Wednesday 24 August 2022

Validating Polygonal Coverages in JTS

The previous post discussed polygonal coverages and outlined the plan to support them in the JTS Topology Suite.  This post presents the first step of the plan: algorithms to validate polygonal coverages.  This capability is essential, since coverage algorithms rely on valid input to provide correct results.  And as will be seen below, coverage validity is usually not obvious, and cannot be taken for granted.

As described previously, a polygonal coverage is a set of polygons which fulfils a specific set of geometric conditions.  Specifically, a set of polygons is coverage-valid if and only if it satisfies the following conditions:

• Non-Overlapping - polygon interiors do not intersect
• Edge-Matched (also called Vector-Clean and Fully-Noded) - the shared boundaries of adjacent polygons has the same set of vertices in both polygons
The Non-Overlapping condition ensures that no point is covered by more than one polygon.  The Edge-Matched condition ensures that coverage topology is stable under transformations such as reprojection, simplification and precision reduction (since even if vertices are coincident with a line segment in the original dataset, this is very unlikely to be the case when the data is transformed).
An invalid coverage which violates both (L) Non-Overlapping and (R) Edge-Matched conditions (note the different vertices in the shared boundary of the right-hand pair)

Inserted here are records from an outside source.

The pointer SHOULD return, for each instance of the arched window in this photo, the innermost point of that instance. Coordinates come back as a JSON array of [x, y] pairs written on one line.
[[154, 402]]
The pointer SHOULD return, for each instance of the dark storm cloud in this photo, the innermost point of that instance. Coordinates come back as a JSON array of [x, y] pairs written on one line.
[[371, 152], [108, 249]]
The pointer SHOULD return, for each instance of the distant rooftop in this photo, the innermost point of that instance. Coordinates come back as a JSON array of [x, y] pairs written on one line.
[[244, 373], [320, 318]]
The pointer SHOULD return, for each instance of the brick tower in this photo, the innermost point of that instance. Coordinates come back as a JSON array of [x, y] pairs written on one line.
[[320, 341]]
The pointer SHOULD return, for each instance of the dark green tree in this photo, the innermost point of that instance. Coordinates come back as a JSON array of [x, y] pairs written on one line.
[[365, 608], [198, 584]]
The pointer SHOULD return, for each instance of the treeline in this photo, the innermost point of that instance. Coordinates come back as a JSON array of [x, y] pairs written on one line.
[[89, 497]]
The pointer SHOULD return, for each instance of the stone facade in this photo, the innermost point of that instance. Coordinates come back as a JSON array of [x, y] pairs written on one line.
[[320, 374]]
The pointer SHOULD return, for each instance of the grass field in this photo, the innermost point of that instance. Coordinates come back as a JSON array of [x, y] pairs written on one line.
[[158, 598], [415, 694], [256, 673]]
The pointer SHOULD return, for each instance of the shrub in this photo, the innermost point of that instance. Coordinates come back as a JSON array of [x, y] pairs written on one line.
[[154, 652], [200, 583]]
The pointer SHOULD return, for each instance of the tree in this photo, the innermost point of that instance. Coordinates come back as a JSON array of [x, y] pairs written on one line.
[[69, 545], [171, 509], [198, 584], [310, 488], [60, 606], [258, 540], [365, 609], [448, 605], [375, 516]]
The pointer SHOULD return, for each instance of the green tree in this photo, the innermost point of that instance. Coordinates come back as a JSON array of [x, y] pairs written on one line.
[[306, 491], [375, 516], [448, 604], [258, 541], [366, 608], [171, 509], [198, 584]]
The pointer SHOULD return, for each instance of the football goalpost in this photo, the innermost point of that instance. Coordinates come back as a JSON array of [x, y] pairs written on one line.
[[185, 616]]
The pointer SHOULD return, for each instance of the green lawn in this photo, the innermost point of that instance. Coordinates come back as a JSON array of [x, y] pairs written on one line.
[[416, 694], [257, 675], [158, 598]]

Note that these rules allow a polygonal coverage to cover disjoint areas.  They also allow internal gaps to occur between polygons.  Gaps may be intentional holes, or unwanted narrow gaps caused by mismatched boundaries of otherwise adjacent polygons.  The difference is purely one of size.  In the same way, unwanted narrow "gores" may occur in valid coverages.  Detecting undesirable gaps and gores will be discussed further in a subsequent post.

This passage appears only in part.